Whoever controls the consciousness and thinking of the Church becomes our new Mediator and Intercessor. That is, they represent God to us, or at least their version of God. A small minority of Christians write all the books, speak at all the conferences and head up all the big ministries. They represent God to us, and because their influence is so total, to disagree with them is to disagree with God. So we become spectator Christians, watching and reading and lapping up the dominant (yet minority) form of Christianity as though it were Christ himself.
Wherever this dominant mode of Christianity disagrees with Christ, it cannot claim to be called Christian and yet so often it does appear genuine because there is no critical voice present where imitation Christianity is totally dominant. It perpetuates spectator Christianity as a substitute for direct participation in God. We play a simulation of the Gospel and do not participate in or commune with God directly, and so do not so his works.

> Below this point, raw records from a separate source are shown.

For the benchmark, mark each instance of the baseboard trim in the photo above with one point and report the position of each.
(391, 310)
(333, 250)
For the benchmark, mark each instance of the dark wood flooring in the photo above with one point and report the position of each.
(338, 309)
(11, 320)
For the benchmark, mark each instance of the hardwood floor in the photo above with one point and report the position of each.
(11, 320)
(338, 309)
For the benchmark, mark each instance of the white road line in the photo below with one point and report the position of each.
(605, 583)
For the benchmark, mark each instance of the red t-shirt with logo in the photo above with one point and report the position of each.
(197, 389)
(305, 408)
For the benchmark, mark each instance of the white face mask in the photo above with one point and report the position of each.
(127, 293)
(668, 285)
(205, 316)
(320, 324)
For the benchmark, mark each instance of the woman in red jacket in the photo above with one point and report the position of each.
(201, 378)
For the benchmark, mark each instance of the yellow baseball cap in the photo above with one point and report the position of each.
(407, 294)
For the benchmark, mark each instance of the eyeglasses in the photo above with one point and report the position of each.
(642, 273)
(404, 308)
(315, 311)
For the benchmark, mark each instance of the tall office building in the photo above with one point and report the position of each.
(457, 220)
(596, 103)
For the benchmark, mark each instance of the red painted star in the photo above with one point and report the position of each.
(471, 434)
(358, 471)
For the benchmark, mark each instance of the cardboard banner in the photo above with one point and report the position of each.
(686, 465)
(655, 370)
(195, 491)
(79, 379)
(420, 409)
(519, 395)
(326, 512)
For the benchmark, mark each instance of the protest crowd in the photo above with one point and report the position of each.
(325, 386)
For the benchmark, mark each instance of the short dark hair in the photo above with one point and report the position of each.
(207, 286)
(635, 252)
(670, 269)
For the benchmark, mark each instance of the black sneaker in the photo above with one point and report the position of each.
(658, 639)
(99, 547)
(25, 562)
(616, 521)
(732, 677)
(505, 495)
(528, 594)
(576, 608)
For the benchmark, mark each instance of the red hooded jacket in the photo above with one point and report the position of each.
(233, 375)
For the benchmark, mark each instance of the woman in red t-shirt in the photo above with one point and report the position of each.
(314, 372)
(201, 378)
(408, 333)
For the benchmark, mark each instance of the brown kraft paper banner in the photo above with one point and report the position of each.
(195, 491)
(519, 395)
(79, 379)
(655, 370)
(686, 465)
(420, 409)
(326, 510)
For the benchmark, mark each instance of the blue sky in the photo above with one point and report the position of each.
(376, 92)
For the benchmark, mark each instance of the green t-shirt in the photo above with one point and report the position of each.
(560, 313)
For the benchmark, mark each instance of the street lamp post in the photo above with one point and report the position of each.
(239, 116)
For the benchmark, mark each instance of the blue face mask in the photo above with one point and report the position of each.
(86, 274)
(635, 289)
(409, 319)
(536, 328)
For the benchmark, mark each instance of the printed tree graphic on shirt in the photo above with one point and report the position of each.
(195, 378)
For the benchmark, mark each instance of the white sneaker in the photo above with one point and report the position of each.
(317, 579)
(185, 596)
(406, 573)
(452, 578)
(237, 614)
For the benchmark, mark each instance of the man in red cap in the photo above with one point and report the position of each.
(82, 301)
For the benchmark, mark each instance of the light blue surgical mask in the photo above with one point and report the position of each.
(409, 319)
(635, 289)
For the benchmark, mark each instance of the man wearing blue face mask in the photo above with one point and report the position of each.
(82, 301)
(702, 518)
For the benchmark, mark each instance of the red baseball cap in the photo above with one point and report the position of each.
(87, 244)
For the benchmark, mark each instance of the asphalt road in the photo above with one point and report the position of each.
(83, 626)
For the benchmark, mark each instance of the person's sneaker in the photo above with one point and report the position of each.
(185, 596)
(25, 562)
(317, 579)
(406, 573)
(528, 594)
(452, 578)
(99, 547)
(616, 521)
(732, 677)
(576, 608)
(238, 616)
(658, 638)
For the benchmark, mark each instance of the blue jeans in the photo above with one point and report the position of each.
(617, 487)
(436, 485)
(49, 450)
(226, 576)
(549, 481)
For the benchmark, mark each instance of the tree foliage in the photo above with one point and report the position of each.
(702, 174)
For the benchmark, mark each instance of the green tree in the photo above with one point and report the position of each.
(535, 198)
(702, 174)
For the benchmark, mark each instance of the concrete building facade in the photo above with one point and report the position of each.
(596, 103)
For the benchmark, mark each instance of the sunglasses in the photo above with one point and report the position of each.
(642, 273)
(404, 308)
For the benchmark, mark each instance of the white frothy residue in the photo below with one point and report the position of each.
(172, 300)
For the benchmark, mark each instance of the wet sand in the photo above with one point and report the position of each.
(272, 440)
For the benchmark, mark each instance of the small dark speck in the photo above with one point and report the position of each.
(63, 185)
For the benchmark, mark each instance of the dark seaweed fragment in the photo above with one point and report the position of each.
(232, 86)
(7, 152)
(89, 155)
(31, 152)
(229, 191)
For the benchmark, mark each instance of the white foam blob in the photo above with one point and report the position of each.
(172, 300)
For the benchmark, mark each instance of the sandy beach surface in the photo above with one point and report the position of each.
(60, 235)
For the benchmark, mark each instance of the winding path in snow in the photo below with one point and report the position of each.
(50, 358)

Christianity then becomes shallow and transforms into a prison, and prison of alienation. By beholding the imitation of Christianity as though it were the real thing, we become alienated from Christ. We become passive Christians cut off from Life itself. We are not radical, or different, but we are isolated and lonely because we are truly in darkness, although we believe that we are chasing an ideal that is ultimately elusive and nothing more than a spectacle lacking all substance, and which is in actuality all image.
I want out of this form of Christianity. It is shallow, and its followers are shallow because they are alienated from Christ Himself because they only behold the spectacle of Christianity and so are never able to offer real hope, real love, or real connectedness.
I think I also want a moment away from God, but that is not possible, because he is everywhere. I do not know if I can trust him, and I am in the middle of a Christian system that is afraid to lament, afraid to protest and afraid to recognise pain and suffering as central to the human experience. I cannot live apart from God if he is omnipresent, but I cannot live with him in comfort when I am so unsure of him.